In order to evaluate the reliability of the overall metabarcoding classification, the results of our analysis were compared with the national list of marine species (NLMS)26. Of the 267 species identified in our data (including sequence-read depth < 10), ~ 75.7% (202/267) was confirmed to be the correct taxonomic name (species level: 192; genus level: 9; family level: 1) by NLMS and ~ 24.3% (65/267) of the remaining species were not found (Table S8). One of them was a freshwater taxon (Cyclops vicinus)27,28 and 39 species in our data were only the same genus name in NLMS (Table S8). Moreover, 26 taxa did not have genus names as well as species names. C. vicinus is suggestive of debris that probably inflowed from the Nakdong River29. We confirmed whether the COI sequences for the 38 species that only existed in the NLMS with the same genus name had their congeneric species registered in NCBI. Twenty taxa of the 38 species have COI sequences for their congeneric species in the NCBI database. The remaining 18 taxa do not have COI sequences registered for any congeneric species in NCBI. Therefore, in the 18 cases, there might be a misannotation caused by a lack of sequence information. As a result, a final total of 46 taxa, 26 taxa without both species and genus name in NLMS and 20 taxa that have only the same genus name in NLMS and do not have the COI sequence for all other congeneric species within NLMS, was listed as candidates for potential invasive species or NIS (Table S8). It would be worth exploring the taxonomic identification in future studies.

Discussion

In the study area (Yeongdo-gu, Busan), zooplankton diversity was highest in autumn (October) and lowest in spring (April) (Fig. 2; Table S4). This seasonal pattern was similar to previous observations of the zooplankton community in the Busan Bay and the southern coast of Korea24,25. In addition, the seasonal pattern is thought to have a relatively higher correlation with water temperature than salinity30. Copepod species dominated the zooplankton composition, followed by cirripedian larvae and branchiopods (Figs. 3 and S4). In previous studies, copepods were most dominant in the zooplankton communities in the coastal regions, followed by branchiopods or Cirripedia larvae, depending on the season or environment24,25,31.

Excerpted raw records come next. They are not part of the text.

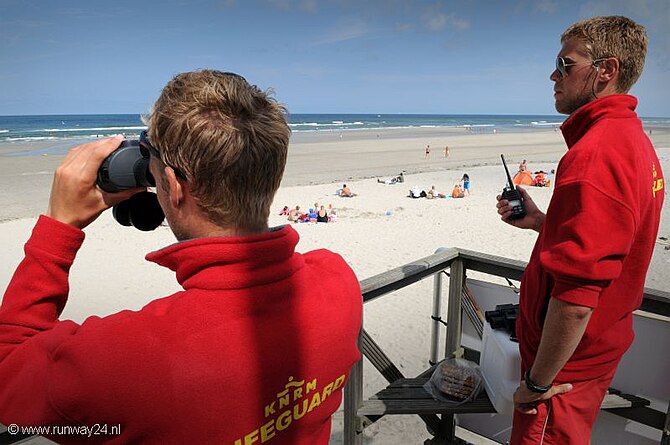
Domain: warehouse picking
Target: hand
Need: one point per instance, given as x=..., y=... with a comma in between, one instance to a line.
x=525, y=400
x=534, y=218
x=75, y=198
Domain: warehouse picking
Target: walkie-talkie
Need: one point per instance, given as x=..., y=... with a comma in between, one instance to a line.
x=512, y=195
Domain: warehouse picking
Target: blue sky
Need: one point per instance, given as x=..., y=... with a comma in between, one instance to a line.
x=338, y=56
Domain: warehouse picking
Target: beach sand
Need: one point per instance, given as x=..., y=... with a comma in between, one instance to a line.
x=378, y=230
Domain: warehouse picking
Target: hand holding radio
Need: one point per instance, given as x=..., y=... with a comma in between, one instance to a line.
x=75, y=199
x=516, y=207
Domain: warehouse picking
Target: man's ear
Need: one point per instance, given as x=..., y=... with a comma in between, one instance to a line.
x=608, y=69
x=176, y=189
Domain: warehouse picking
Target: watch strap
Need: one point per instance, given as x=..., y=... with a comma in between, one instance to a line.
x=534, y=387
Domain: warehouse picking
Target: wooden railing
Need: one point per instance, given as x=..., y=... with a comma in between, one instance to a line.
x=458, y=261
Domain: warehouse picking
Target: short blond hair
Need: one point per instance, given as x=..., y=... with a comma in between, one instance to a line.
x=229, y=138
x=613, y=36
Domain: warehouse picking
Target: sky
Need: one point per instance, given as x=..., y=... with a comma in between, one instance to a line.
x=318, y=56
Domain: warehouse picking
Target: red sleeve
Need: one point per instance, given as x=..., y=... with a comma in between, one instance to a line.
x=29, y=327
x=588, y=234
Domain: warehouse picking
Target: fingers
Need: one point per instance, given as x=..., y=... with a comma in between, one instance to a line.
x=526, y=408
x=558, y=389
x=96, y=153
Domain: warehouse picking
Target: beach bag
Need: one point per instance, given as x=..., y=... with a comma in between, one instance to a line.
x=455, y=380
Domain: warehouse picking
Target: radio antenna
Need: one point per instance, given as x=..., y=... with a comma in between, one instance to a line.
x=509, y=178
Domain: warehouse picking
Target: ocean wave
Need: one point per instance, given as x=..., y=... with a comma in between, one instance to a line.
x=546, y=124
x=64, y=130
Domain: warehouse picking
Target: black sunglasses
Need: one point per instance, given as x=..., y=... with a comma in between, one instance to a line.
x=562, y=65
x=147, y=150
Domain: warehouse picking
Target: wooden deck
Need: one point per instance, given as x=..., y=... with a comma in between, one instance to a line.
x=406, y=395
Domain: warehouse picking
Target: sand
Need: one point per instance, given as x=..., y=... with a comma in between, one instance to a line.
x=378, y=230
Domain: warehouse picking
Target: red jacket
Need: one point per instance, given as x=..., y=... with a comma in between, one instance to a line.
x=255, y=349
x=598, y=237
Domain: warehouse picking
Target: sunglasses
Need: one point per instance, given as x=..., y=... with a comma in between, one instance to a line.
x=147, y=150
x=562, y=66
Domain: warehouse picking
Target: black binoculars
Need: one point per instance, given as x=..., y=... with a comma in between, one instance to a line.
x=504, y=317
x=125, y=168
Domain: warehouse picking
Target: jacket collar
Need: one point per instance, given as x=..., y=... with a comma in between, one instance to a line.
x=232, y=262
x=614, y=106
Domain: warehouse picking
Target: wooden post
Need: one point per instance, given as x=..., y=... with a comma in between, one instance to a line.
x=437, y=313
x=453, y=344
x=353, y=398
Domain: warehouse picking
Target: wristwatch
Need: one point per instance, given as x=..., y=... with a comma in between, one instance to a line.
x=534, y=386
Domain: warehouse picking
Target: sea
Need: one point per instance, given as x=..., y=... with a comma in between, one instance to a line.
x=66, y=127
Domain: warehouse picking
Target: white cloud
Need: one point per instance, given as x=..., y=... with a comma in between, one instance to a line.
x=546, y=6
x=436, y=19
x=346, y=31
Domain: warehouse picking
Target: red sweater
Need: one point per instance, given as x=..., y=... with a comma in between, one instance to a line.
x=255, y=349
x=598, y=237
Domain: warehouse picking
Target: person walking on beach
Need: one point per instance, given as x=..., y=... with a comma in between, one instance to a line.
x=586, y=274
x=248, y=351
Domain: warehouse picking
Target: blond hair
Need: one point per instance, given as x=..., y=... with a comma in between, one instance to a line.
x=613, y=36
x=229, y=138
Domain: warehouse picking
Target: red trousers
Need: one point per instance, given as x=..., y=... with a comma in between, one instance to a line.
x=565, y=419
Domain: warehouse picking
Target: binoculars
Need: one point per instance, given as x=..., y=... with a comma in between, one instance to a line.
x=504, y=317
x=125, y=168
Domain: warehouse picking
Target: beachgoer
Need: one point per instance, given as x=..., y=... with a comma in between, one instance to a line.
x=540, y=179
x=215, y=354
x=416, y=192
x=294, y=215
x=466, y=184
x=346, y=192
x=322, y=215
x=312, y=215
x=586, y=274
x=457, y=191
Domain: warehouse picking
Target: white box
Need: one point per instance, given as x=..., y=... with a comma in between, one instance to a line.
x=500, y=364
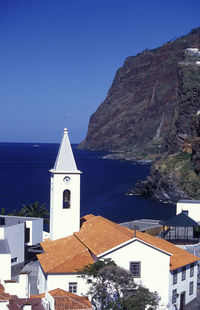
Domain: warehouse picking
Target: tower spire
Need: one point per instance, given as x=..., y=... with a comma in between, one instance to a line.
x=65, y=159
x=65, y=193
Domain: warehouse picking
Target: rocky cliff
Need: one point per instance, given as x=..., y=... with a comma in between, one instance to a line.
x=152, y=110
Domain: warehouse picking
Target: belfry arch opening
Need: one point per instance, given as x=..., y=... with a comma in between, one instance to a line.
x=66, y=199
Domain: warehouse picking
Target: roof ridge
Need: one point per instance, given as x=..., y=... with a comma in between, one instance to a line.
x=73, y=299
x=67, y=260
x=117, y=226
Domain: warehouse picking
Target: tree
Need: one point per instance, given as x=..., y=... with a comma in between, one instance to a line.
x=113, y=287
x=2, y=211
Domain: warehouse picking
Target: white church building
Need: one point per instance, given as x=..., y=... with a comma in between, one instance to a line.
x=74, y=243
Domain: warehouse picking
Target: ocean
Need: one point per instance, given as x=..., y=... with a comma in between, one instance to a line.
x=25, y=178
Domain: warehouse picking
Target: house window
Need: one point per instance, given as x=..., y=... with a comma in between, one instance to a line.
x=14, y=259
x=66, y=199
x=27, y=234
x=183, y=273
x=135, y=269
x=73, y=287
x=174, y=296
x=175, y=277
x=191, y=285
x=191, y=270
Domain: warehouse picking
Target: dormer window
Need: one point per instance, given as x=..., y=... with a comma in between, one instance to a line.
x=66, y=199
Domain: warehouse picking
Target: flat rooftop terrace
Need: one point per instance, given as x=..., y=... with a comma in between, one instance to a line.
x=142, y=225
x=8, y=220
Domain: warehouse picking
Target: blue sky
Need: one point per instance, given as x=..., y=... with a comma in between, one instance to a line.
x=59, y=57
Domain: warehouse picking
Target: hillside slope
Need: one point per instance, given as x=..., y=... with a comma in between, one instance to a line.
x=152, y=110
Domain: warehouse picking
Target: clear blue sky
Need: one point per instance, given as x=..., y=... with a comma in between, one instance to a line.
x=59, y=57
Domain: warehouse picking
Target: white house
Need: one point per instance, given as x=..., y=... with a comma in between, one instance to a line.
x=153, y=262
x=190, y=208
x=64, y=193
x=17, y=234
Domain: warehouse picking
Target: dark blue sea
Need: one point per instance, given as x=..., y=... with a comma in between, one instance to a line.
x=25, y=178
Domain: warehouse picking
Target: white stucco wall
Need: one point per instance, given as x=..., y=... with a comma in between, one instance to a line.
x=15, y=237
x=4, y=305
x=183, y=285
x=193, y=208
x=42, y=281
x=5, y=266
x=154, y=266
x=49, y=300
x=20, y=288
x=64, y=222
x=61, y=281
x=36, y=231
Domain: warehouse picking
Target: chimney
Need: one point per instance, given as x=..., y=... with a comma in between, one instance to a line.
x=135, y=229
x=27, y=307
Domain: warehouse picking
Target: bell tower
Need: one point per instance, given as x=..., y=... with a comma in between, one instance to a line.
x=64, y=193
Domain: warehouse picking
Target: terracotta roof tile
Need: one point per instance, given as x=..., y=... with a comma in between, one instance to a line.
x=66, y=300
x=16, y=303
x=64, y=255
x=179, y=257
x=98, y=235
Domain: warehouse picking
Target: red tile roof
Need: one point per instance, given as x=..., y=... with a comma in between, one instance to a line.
x=98, y=235
x=65, y=255
x=68, y=301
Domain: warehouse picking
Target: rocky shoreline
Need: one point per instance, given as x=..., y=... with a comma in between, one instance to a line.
x=128, y=158
x=155, y=186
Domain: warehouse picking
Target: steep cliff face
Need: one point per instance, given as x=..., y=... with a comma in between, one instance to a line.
x=142, y=112
x=152, y=111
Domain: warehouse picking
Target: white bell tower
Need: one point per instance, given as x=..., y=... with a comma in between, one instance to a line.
x=64, y=193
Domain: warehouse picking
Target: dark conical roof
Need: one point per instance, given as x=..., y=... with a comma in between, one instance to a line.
x=180, y=220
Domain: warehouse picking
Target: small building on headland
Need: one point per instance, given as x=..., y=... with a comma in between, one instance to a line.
x=190, y=208
x=17, y=235
x=74, y=243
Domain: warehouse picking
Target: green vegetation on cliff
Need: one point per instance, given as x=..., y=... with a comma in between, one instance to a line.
x=152, y=112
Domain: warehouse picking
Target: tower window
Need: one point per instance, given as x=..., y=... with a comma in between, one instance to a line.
x=66, y=199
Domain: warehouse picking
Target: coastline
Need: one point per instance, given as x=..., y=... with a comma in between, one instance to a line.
x=126, y=157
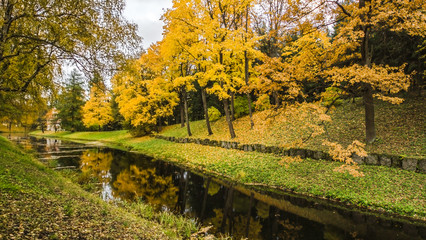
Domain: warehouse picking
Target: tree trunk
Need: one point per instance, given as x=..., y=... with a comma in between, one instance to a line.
x=185, y=100
x=370, y=130
x=160, y=125
x=182, y=112
x=228, y=118
x=206, y=110
x=276, y=99
x=246, y=76
x=232, y=107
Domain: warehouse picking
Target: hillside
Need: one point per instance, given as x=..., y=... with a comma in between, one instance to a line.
x=400, y=128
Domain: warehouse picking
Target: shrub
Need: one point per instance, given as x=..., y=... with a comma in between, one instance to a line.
x=142, y=130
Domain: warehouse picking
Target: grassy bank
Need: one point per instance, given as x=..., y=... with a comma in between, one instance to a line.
x=384, y=189
x=400, y=128
x=38, y=203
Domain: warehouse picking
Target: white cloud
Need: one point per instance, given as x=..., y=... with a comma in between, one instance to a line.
x=146, y=14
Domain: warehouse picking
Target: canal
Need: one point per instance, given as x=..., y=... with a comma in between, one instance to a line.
x=227, y=207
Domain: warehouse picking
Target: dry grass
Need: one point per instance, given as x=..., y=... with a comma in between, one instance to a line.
x=400, y=128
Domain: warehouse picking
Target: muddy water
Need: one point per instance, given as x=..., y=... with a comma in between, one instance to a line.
x=229, y=208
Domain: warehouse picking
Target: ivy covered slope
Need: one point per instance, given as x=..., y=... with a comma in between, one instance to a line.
x=38, y=203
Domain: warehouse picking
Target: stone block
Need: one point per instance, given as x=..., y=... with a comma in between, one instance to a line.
x=301, y=153
x=421, y=165
x=372, y=160
x=396, y=162
x=358, y=159
x=409, y=164
x=385, y=161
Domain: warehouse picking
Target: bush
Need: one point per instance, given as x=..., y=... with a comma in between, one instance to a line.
x=214, y=114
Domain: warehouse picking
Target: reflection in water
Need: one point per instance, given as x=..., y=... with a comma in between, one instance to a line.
x=97, y=163
x=230, y=209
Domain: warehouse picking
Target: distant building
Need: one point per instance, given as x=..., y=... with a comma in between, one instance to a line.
x=52, y=122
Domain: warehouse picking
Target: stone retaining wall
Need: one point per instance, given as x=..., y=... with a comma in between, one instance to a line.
x=411, y=164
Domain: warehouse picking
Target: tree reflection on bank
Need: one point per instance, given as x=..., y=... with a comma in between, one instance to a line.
x=230, y=208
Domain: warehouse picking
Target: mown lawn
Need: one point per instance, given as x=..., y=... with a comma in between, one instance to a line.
x=387, y=189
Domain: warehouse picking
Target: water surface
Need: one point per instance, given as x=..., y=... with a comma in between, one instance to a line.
x=227, y=207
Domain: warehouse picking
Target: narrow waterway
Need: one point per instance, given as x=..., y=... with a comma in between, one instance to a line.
x=228, y=208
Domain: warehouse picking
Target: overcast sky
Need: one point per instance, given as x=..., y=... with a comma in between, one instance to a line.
x=146, y=14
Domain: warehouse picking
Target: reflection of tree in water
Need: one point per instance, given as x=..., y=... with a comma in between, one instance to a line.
x=97, y=164
x=135, y=183
x=289, y=231
x=239, y=225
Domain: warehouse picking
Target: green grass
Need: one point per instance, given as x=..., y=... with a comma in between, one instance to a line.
x=38, y=203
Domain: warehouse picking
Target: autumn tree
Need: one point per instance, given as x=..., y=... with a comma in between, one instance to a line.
x=362, y=19
x=97, y=110
x=177, y=49
x=144, y=96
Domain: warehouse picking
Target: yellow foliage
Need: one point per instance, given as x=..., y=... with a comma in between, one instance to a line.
x=97, y=111
x=143, y=95
x=135, y=183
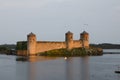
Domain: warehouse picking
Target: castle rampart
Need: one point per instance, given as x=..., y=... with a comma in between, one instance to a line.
x=33, y=46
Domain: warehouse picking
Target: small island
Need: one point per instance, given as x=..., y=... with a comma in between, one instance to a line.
x=69, y=47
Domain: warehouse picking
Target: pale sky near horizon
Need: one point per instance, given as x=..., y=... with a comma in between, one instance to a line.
x=51, y=19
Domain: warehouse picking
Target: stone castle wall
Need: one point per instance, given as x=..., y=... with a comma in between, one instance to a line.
x=34, y=46
x=42, y=46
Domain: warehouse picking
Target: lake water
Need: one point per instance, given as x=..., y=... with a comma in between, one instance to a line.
x=59, y=68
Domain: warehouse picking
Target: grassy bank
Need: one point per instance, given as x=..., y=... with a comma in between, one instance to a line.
x=74, y=52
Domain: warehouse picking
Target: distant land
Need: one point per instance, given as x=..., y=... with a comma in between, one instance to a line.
x=7, y=48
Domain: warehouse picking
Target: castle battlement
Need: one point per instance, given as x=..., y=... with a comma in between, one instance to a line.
x=33, y=46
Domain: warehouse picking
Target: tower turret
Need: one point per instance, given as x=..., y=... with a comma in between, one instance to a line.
x=69, y=40
x=84, y=37
x=31, y=44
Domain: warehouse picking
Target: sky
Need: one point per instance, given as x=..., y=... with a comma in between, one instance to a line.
x=51, y=19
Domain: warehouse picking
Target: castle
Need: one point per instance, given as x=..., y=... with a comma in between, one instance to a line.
x=32, y=46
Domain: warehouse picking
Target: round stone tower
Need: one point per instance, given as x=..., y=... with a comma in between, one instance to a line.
x=84, y=37
x=69, y=40
x=31, y=44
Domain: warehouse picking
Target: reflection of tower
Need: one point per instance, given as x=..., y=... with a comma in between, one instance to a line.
x=84, y=37
x=69, y=69
x=84, y=68
x=69, y=40
x=31, y=44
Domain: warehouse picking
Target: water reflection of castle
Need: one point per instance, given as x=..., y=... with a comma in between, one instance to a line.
x=34, y=46
x=69, y=69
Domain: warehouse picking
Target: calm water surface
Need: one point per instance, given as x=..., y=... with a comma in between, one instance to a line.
x=47, y=68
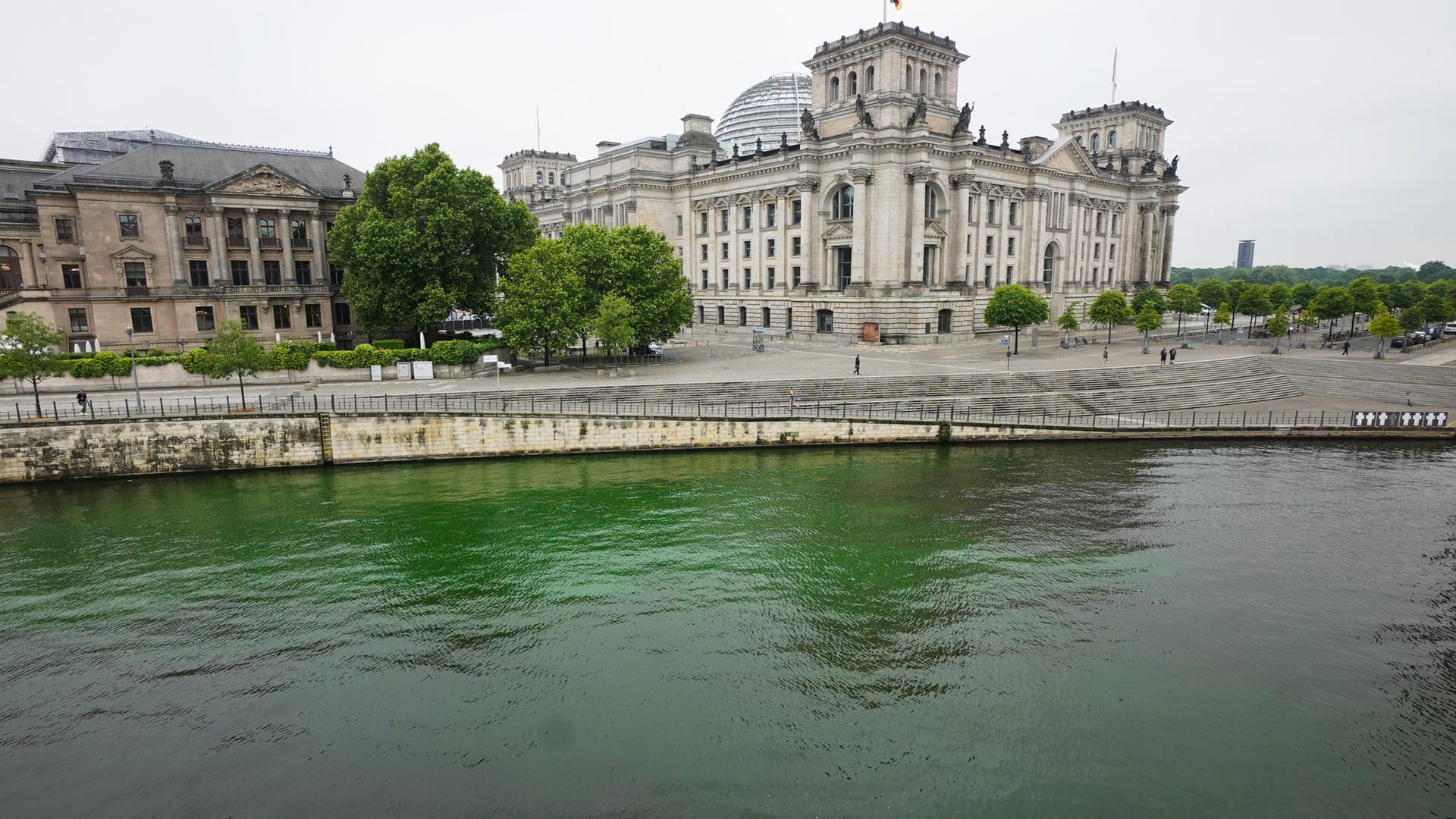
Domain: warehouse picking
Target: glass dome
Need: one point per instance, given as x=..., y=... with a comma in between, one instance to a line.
x=766, y=111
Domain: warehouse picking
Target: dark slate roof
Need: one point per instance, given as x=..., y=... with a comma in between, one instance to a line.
x=200, y=165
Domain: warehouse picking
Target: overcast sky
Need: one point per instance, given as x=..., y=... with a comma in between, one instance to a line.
x=1315, y=127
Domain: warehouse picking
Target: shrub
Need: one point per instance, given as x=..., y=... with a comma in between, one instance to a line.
x=86, y=368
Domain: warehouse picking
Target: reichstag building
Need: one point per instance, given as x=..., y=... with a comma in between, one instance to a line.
x=865, y=200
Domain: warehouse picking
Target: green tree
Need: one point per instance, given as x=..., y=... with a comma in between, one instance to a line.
x=27, y=352
x=1184, y=300
x=235, y=353
x=1015, y=306
x=545, y=292
x=613, y=322
x=1279, y=325
x=1109, y=308
x=424, y=238
x=1069, y=322
x=1256, y=303
x=1147, y=321
x=1365, y=295
x=1385, y=325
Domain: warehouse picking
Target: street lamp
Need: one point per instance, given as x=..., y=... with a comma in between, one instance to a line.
x=134, y=385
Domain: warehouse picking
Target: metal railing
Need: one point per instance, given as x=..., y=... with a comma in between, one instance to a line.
x=516, y=404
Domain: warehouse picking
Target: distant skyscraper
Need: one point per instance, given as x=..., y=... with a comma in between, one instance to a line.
x=1245, y=254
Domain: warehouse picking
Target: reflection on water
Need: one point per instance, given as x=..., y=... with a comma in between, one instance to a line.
x=1036, y=630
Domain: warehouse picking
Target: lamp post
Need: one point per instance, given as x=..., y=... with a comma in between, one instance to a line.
x=134, y=385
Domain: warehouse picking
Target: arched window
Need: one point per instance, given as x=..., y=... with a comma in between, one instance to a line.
x=843, y=205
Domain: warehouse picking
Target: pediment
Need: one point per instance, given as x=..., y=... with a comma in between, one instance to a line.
x=264, y=180
x=133, y=253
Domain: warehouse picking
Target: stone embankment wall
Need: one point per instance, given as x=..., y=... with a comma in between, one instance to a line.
x=88, y=449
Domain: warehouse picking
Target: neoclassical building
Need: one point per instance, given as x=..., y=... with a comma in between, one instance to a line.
x=175, y=238
x=887, y=212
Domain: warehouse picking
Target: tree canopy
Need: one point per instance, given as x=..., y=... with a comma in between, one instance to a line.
x=27, y=352
x=425, y=238
x=1015, y=306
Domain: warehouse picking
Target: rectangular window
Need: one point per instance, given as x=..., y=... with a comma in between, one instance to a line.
x=142, y=319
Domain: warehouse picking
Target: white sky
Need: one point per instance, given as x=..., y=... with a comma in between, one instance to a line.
x=1315, y=127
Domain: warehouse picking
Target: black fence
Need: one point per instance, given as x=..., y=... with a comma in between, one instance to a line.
x=516, y=404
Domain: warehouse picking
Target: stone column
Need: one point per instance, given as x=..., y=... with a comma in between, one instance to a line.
x=286, y=228
x=255, y=254
x=861, y=246
x=218, y=238
x=174, y=242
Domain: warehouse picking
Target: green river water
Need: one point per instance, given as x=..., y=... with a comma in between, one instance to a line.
x=1038, y=630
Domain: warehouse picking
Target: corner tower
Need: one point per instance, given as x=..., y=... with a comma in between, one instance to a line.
x=880, y=76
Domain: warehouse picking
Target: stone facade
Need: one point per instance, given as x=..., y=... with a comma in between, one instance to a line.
x=175, y=240
x=892, y=213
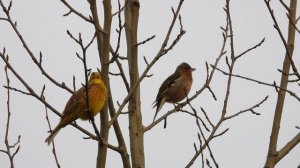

It was confirmed that 30 temporal samples were roughly divided by season into four groups (Fig. 6). In addition, the 14 species that contributed significantly to each seasonal group as a result of SIMPER analysis were Podon leuckartii (Cladoceran), Evadne nordmanni (Cladoceran), Eudactylopus yokjidoensis (Harpacticoida), Pleopis polyphemoides (Cladoceran), Balanus trigonus (Sessilia), Membranipora villosa (colonial marine bryozoan), Chthamalus challengeri (Sessilia), Acartia omorii (Calanoida), Amphibalanus amphitrite (Sessilia), Belzebub intermedius (Decapoda), Liriope tetraphylla (Cnidaria), Paraster doederleini (Sea urchins), Paracalanus gracilis (Calanoida), and Clausocalanus furcatus (Calanoida). Note that species names are followed by WoRMS (http://www.marinespecies.org). On the southern coast of Korea, P. leuckartii is most abundant in April and reported to be negatively correlated with water temperature and salinity31,32. Likewise, in our study, P. leuckartii was most abundant in spring (G1) and not detected in summer (G2) when the water temperature was high (Fig. 5; Table S7). E. nordmanni, which is known to appear briefly in the spring when the water temperature is between 10 and 17 °C31,33, was analyzed as a representative of spring (G1; February to May) in our study (Fig. 5; Table S7). E. yokjidoensis, a new species reported in 2018, was collected from the southern coast of Korea in April 201634. It showed high abundance in spring (G1), indicating that this new species may exist in our study area, but very little was found in other seasons in our samples.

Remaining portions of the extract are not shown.